El cielo de la moda se ha teñido de un rojo más profundo, un rojo Valentino, porque Valentino Garavani —el último gran artesano de la haute couture— ha partido a los salones eternos de la belleza. Falleció hoy en su residencia de Roma a los 93 años, rodeado del silencio sublime de las telas, de los recuerdos y del cariño de quienes hemos amado su trabajo como una forma de vivir y de ser. Valentino —solo con su nombre— fue más que un diseñador: fue la palabra primera del estilo, el que enseñó a las mujeres del mundo a moverse como si cada día fuera una alfombra roja. Nació en Voghera en 1932, se formó en París, volvió a Italia y en 1960, junto a su inseparable Giancarlo Giammetti, fundó la Maison Valentino, cuna de un estilo que nunca pasó de moda.

No hay color más evocador en la moda del siglo XX y XXI que ese carmesí que él bautizó con su propio nombre: el rojo Valentino, un tono que nació de una experiencia en la ópera de Barcelona y que se convirtió en símbolo mundial de fortaleza, feminidad y audacia. Cada vestido rojo suyo era una declaración de intenciones: la mujer aquí no solo se ve elegante, se ve inolvidable.

Con Naty, Valentino compartió no solo pasarelas, sino viajes, confidencias y esa manera de entender la moda como ceremonia: un rito secular de belleza y presencia en el mundo. Ella —siempre sublime— fue uno de sus nombres más queridos en el relato de su carrera.

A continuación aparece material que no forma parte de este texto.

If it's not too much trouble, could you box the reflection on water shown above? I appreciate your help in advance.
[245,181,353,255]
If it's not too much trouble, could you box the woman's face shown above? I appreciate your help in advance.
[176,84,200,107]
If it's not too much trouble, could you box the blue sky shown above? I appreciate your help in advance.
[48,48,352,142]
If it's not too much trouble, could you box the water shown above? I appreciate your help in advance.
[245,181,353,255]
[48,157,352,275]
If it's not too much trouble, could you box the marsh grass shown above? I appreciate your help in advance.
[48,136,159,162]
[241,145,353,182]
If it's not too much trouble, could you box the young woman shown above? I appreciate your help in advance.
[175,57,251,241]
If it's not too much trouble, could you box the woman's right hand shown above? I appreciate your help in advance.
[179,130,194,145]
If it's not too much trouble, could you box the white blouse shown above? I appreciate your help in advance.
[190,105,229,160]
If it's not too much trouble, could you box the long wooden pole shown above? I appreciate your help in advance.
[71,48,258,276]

Valentino no solo vistió cuerpos: decoró almas. Su casa en Gstaad, sus refugios en Londres, sus espacios en París y la residencia romana no eran meros hogares, eran manifiestos de estilo. Espacios tratados con la misma devoción que una colección de alta costura, donde cada silla, cada tapiz, cada vajilla, hablaba de una estética que fusionaba historia, arte y exquisitez. Y aquí entra otro gesto maestro, menos conocido pero igual de revelador: el arte de la mesa. Valentino publicó un libro que es un tratado de hospitalidad y estética del comedor —Valentino: At the Emperor’s Table—, donde la mesa se convierte en lienzo y la puesta en escena en ritual. Aquí se evidencia su creencia de que el lujo verdadero es el que se comparte, que la belleza cobra sentido cuando está alrededor de una mesa bien servida, entre risas y confidencias.

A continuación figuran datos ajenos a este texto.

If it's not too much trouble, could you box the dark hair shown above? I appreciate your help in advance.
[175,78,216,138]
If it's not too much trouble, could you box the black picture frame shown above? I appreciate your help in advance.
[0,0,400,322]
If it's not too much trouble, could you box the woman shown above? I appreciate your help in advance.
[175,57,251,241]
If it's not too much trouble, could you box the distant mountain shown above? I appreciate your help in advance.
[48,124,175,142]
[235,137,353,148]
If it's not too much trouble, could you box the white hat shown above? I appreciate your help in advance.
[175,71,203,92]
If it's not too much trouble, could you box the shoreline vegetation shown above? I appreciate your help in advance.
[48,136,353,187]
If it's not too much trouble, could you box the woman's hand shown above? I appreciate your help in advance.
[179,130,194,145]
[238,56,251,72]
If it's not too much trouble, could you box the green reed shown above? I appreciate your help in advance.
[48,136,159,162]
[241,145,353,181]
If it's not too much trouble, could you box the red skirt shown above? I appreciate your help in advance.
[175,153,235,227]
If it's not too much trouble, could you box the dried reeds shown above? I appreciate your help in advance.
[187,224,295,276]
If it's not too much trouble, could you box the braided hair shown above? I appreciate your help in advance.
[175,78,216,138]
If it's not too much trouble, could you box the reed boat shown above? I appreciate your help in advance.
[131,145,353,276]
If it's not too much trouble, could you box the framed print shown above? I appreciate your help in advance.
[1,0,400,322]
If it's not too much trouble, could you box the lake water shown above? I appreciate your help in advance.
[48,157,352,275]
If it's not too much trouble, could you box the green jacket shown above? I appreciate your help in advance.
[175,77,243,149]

No fue solo moda: fue escultura de tejidos, arquitectura de gestos, coreografía de siluetas. Valentino elevó el vestido a poesía, la casa a teatro íntimo, la mesa a ceremonia. Fue —en el mejor sentido— un decorador de la vida. Con su partida, el mundo pierde a uno de esos pocos creadores cuya obra trasciende temporadas, modas y tiempos: una leyenda que vivirá en cada rosa roja, en cada falda que susurra movimiento, en cada invitación elegante.